Ce dernier point amène à une proposition clé : créer un impôt européen sur les entreprises. Nouvelle Donne, qui soutient aussi cette mesure, rappelle que les Etats-Unis de l'avant Roosevelt étaient, eux aussi, en butte à une situation de dumping social entre les états et qu'immédiatement après son élection, Roosevelt avait institué un impôt fédéral sur les entreprises qui devait être le même dans tous les états. On peut penser que s'il ne l'avait pas fait, les Etats Unis n'existeraient plus aujourd'hui.
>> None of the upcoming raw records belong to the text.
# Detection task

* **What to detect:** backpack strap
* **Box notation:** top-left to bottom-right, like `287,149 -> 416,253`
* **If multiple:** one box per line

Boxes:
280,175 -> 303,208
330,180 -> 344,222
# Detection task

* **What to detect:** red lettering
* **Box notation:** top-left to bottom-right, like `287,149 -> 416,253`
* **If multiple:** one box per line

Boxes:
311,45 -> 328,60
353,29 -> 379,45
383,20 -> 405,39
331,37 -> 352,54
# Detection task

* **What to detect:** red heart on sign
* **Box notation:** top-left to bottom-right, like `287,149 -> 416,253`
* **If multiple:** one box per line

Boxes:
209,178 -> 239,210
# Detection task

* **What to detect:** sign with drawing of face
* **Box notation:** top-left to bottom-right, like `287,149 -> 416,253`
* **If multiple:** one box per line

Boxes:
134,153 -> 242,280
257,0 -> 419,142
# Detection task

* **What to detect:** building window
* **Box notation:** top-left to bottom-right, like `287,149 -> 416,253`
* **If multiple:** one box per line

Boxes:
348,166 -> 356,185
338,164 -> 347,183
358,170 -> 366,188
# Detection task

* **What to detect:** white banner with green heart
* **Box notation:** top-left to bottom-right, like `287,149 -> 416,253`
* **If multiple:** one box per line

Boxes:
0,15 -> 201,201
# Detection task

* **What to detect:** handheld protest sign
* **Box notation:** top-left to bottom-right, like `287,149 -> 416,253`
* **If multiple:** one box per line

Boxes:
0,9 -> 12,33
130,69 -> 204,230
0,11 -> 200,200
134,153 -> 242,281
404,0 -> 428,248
Une mesure similaire contribuerait à mettre fin à cette concurrence mortifère des états en Europe.

Pour arriver à une véritable gouvernance de la zone euro,des organes politiques sont nécessaires : le parlement européen actuel se compose d'une représentation non proportionnelle avantageant les petits pays. Une chambre parlementaire de la zone euro, issue des représentations nationales et où les décisions seraient prises à la majorité, permettrait de débloquer la situation liée à la règle de l'unanimté, notamment en ce qui concerne cet impôt européen sur les sociétés dont nous avons parlé plus haut. "L'Allemagne ne serait pas contre", dit Piketty, mais il faudrait pour cela que les trois pays mentionnés plus haut le proposent en même temps. 

Le titre dit assez clairement que l'Europe est moribonde. Le seul espoir de la sauver repose sur une réforme profonde de ses institutions, donc sur une révision en profondeur des traités. Il faudrait bien sûr que les décisions du parlement puisse mettre un véto à celles de la Commission Européenne et d'un parlement européen qui n'est qu'une chambre d'enregistrement de celle-ci. Si nous ne parvenons pas à franchir ce pas, il y a fort à craindre que le rêve d'une Europe unie ne soitplus, avant dix ans d'ici, qu'un souvenir.